Lithium carbonate and lithium citrate are both approved by the FDA. Lithium chloride had a short lived career as a salt substitute, but was toxic. Which led to a decades long delay in recognizing lithium as a treatment for manic depression in the U.S.

Though lithium may not precisely be the best example in such discussions.

Alan, while you say I'm wrong my body begs to differ.

Two different generics of the same original medication. The first one caused an allergic reaction causing itching on my arms and torso. A
different firm's generic of the same medication produces no such reaction what-so-ever.

Funny I suppose. But I haven't been itching at all since I switched.

And no, we didn't switch detergents and my diet hasn't changed and we don't have pets. The Doctor agrees with you that it simply shouldn't have happened. Her only explanation was the INERT ingredients are different.

I would rather invest in Google Pharmacy or Amazon Pharmacy as they would have a better database of equivalent drugs and would be able to data mine a larger population to identify risks.

There are plenty of resources out there than deal with drug equivalency.

I just saw an Amazon Pharmacy add and it was pretty nifty. For those who take multiple drugs, Amazon will sort things into packs so you take the right drugs at the right time. Really convenient for seniors who may tire of putting their pills into the little containers.

In case you are interested, there is some behavioral econ research on the problems with interface design and computer prescription services.

Interesting article: https://medium.com/backchannel/beware-of-the-robot-pharmacist-4015ebf13f6f

The start up should get good insurance and do field testing. (The article is assigned reading in BE and comp sci).

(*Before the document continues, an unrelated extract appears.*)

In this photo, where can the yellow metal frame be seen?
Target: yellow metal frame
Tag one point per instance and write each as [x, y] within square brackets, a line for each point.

Why don't actual drug dealers bundle pharmaceuticals? Free insulin with every cocaine purchase. Or vice versa perhaps, at current prices.

“Why swallow a rock?”
“It’s slightly recherché but there are waves of empathy.”
“Didn’t scientists just find the brain receptors for pot?”
“Drug use such a hell raising act,” he said. “There’s no explaining why people do drugs, why God supplied drugs. Why they work.”
“I suppose someone would say you’re a student of the art of warfare.”
“And then when he was writing the prescription, I said to myself, ‘My god.’”
“Why?”
“Could you imagine the only pill, like there is a tulip on fire, it’s in this room you’re never going find, like that elevator doesn’t exist anymore, and outside there’s a cow chewing gum. I got scared because I thought there was a wall that was impassable.”

The market for drugs differs from most. Pharma companies don't just patent their products. They attempt to get patents on everything that might be similar.

I get a strong feeling from a lot of Tyler's writing about drug pricing and competition that he has never delved too deeply into the dynamics of drug manufacturer rebates and list prices vs net prices. But maybe I'm wrong and just being cranky.

The publicly visible drug "prices" that journalists gawk at because they show up in out-of-pocket bills are only tangentially related to the actual financial relationships between manufacturers, insurers and pharmacies that underpin our drug markets.

One industry observer expresses extreme skepticism about EQRx to actually produce large number of drugs in a "fast follower" fashion as if they were creating knock offs of designer clothing. Even closely similar chemicals have to go through the clinical trials etc.